African policy makers worried that the U.S. Federal Reserve’s liftoff will roil their markets even further, have room to breathe for now.
Central banks across Africa have bucked a global trend by tightening monetary policy to ward off inflation threats as their currencies slumped against the dollar.
For South Africa, Nigeria and Kenya — three of the four biggest economies in sub-Saharan Africa that will decide on interest rates this week — the Fed’s decision to delay raising borrowing costs gives them a temporary reprieve.
“We should see less hawkish monetary policy committees next week, particularly in the countries where the currencies have come under pressure,” Yvonne Mhango, an economist at Renaissance Capital in Johannesburg, said by phone on Sept. 18.
From Ghana to Zambia, African currencies have been among the worst hit by a slide in investor sentiment toward emerging and frontier markets. The prospect of higher U.S. interest rates is driving investors away from riskier assets at the same time as a slowdown in China fuels a slump in global commodity prices.

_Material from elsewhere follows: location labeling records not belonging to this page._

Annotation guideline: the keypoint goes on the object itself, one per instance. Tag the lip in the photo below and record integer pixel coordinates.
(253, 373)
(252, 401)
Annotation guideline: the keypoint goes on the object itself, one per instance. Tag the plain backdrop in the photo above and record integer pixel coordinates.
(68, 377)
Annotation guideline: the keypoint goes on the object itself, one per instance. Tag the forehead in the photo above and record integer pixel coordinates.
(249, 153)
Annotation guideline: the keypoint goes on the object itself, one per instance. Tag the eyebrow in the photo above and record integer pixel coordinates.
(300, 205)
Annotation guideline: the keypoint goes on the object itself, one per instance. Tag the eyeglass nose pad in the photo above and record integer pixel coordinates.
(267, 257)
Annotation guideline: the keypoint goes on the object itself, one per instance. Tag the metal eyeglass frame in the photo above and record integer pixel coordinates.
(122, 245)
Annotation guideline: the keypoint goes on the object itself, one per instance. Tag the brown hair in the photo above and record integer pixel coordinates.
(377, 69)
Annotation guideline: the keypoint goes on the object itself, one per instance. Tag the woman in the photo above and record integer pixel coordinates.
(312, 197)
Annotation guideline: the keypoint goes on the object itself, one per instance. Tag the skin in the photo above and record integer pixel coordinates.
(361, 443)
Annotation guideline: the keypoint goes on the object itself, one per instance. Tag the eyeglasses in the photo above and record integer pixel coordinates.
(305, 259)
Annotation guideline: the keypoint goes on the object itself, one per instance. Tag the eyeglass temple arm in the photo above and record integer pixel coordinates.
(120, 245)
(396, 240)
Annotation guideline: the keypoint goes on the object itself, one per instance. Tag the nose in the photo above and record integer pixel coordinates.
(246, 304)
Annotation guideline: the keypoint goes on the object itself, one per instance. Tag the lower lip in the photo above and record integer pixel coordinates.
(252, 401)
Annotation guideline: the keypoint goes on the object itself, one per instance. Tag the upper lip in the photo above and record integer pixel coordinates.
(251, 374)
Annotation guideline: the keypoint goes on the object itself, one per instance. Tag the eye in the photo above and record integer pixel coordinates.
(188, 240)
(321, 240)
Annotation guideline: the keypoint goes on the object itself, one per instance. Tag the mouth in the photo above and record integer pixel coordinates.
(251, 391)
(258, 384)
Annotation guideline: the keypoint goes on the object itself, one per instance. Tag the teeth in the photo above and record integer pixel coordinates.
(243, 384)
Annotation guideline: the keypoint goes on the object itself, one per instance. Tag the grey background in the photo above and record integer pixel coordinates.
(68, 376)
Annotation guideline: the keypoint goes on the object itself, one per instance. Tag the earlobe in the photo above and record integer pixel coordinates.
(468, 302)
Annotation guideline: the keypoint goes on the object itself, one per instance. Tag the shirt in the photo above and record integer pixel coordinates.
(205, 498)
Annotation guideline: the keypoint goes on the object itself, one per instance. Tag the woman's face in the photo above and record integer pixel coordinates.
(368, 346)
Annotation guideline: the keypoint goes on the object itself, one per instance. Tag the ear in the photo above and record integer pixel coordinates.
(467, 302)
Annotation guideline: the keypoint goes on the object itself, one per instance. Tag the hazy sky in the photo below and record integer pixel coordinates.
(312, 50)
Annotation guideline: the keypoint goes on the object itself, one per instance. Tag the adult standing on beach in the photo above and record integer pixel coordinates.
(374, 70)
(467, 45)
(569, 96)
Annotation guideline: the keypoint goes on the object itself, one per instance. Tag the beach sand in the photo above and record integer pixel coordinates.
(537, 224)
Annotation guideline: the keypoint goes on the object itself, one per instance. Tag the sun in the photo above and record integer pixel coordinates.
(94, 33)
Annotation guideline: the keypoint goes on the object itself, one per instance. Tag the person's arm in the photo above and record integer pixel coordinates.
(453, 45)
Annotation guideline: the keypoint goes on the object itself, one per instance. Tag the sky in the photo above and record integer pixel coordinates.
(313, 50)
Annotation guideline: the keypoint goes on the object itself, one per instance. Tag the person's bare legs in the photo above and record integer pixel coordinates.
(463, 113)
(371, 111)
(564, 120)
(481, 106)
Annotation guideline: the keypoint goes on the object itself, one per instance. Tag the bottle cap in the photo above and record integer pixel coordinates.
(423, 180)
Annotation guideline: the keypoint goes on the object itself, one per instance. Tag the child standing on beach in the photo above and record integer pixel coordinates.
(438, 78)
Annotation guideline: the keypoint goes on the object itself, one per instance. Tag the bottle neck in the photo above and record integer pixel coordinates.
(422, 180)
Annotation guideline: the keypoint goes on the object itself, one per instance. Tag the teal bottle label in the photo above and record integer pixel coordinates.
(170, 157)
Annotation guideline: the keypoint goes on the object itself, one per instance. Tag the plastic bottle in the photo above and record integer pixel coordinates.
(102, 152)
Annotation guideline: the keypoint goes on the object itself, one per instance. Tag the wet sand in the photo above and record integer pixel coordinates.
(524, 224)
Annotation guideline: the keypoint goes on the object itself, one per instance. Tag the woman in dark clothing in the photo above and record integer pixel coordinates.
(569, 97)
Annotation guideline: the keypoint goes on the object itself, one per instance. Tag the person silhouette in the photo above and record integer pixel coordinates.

In South Africa, where the rand has weakened 14 percent against the dollar this year, the central bank has raised the benchmark interest rate twice since July last year even as the economy risks falling into recession for the first time since 2009. Eighteen of 20 economists surveyed by Bloomberg forecast the Reserve Bank will leave the key rate unchanged at 6 percent on Sept. 23, with two predicting a 25 basis-point increase.
“Following the Fed’s decision to hold back, I think the most probable outcome for our MPC would also be unchanged interest rates,” Elize Kruger, an economist at KADD Capital in Johannesburg, said in an e-mailed note to clients. This is “predominantly due to the deteriorating local economic outlook and lower oil prices.”
The rand fell 1.1 percent to 13.4769 against the dollar as of 5:56 p.m. in Johannesburg on Monday.
Investors have pared back bets of higher borrowing costs in South Africa this year, with forward-rate agreements starting in three months, used to speculate on interest rates in the period, pricing in 20 basis points of increases, down from 45 basis points on Aug. 24.
Yields on rand-denominated government bonds due December 2026 climbed nine basis points this year to 8.35 percent on Sept. 18. Yields on Kenya shilling bonds due October 2024 rose 80 basis points this year to 12.8 percent on Sept. 18, while in Nigeria, rates on naira debt maturing in March 2024 rose 48 basis points to 15.61 percent. That compares with a drop of 19 basis points to 4.83 percent in average yields on the Bloomberg Emerging Market Local Sovereign Index.
Nigeria and Kenya, which are due to announce rate decisions on Tuesday, are set to keep their benchmark rates at 13 percent and 11.5 percent respectively, according to most of the economists surveyed by Bloomberg. The Kenyan shilling has slumped 14 percent against the dollar this year, prompting the central bank to raise borrowing costs by 300 basis points since June.